Neste tipo de anestesia os medicamentos são administrados numa veia da mão ou braço, permitindo a diminuição do desconforto físico e da ansiedade durante exames ou procedimentos simples, pouco dolorosos e de curta duração.

Existem vários níveis de sedação escolhidos pelo anestesista em função do procedimento a realizar. Numa sedação ligeira, o doente apenas fica sonolento pelo que é capaz de falar e comunicar algum desconforto que sinta. Na sedação profunda, o doente fica inconsciente, mas despertável após estimulação repetida ou dolorosa, mantendo, no entanto, a respiração espontânea.

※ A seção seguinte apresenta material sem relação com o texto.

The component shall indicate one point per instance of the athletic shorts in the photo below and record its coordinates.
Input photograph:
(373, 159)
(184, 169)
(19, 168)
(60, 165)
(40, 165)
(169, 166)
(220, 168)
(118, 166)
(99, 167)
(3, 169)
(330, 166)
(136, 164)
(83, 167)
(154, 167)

A sedação permite uma rápida recuperação e o regresso às suas atividades num curto período de tempo.

 

Anestesia Geral

Nesta técnica são administrados gases anestésicos (através da respiração) ou medicamentos nas veias que manterão o doente inconsciente, imóvel e sem dor durante toda a cirurgia. Depois de ficar inconsciente, ser-lhe-á colocado um dispositivo nas vias aéreas (garganta ou traqueia) para que possa ser ligado a um ventilador, que o irá auxiliar na respiração. No final da intervenção, acordará como se saísse de um sono profundo.

 

Anestesia Locorregional

As anestesias locorregionais mais realizadas são a raquianestesia ou bloqueio subaracnóideo e a anestesia epidural. Em qualquer destas técnicas, o anestesista administra um anestésico local para bloquear os nervos raquidianos no local da sua origem, provocando adormecimento e perda temporária da sensibilidade e da mobilidade dos membros inferiores e zona inferior do abdómen. A administração do anestésico local faz-se através de uma agulha que atravessa o espaço entre duas vértebras da região lombar até atingir o saco dural, espaço anatómico que contém o líquido que banha a medula espinhal e os nervos raquidianos (raquianestesia) ou tão-somente o espaço mais externo que o rodeia (epidural).

Na epidural, através da agulha e antes de a retirar, é inserido um cateter (tubo fino de plástico) para administração de mais doses do anestésico durante a cirurgia e de medicamentos para o tratamento da dor no pós-operatório ou para analgesia durante o trabalho de parto.

Com estas técnicas, o doente permanece acordado, mas sem sentir dor em toda a região abaixo da cintura. Contudo, podem ser-lhe administrados, se necessário, medicamentos numa veia para lhe proporcionar conforto e sonolência.

A anestesia locorregional pode ser sempre complementada com anestesia geral.

 

Bloqueios de Nervos Periféricos

Nos bloqueios de nervos periféricos, auxiliados por ecografia ou por neuroestimulação, é administrado anestésico local na vizinhança dos nervos responsáveis pela sensibilidade e pelo movimento de um membro (braço ou perna), parte do mesmo ou de determinada região do corpo, bloqueando a dor e a mobilidade. São muito úteis, principalmente, para analgesia pós-operatória.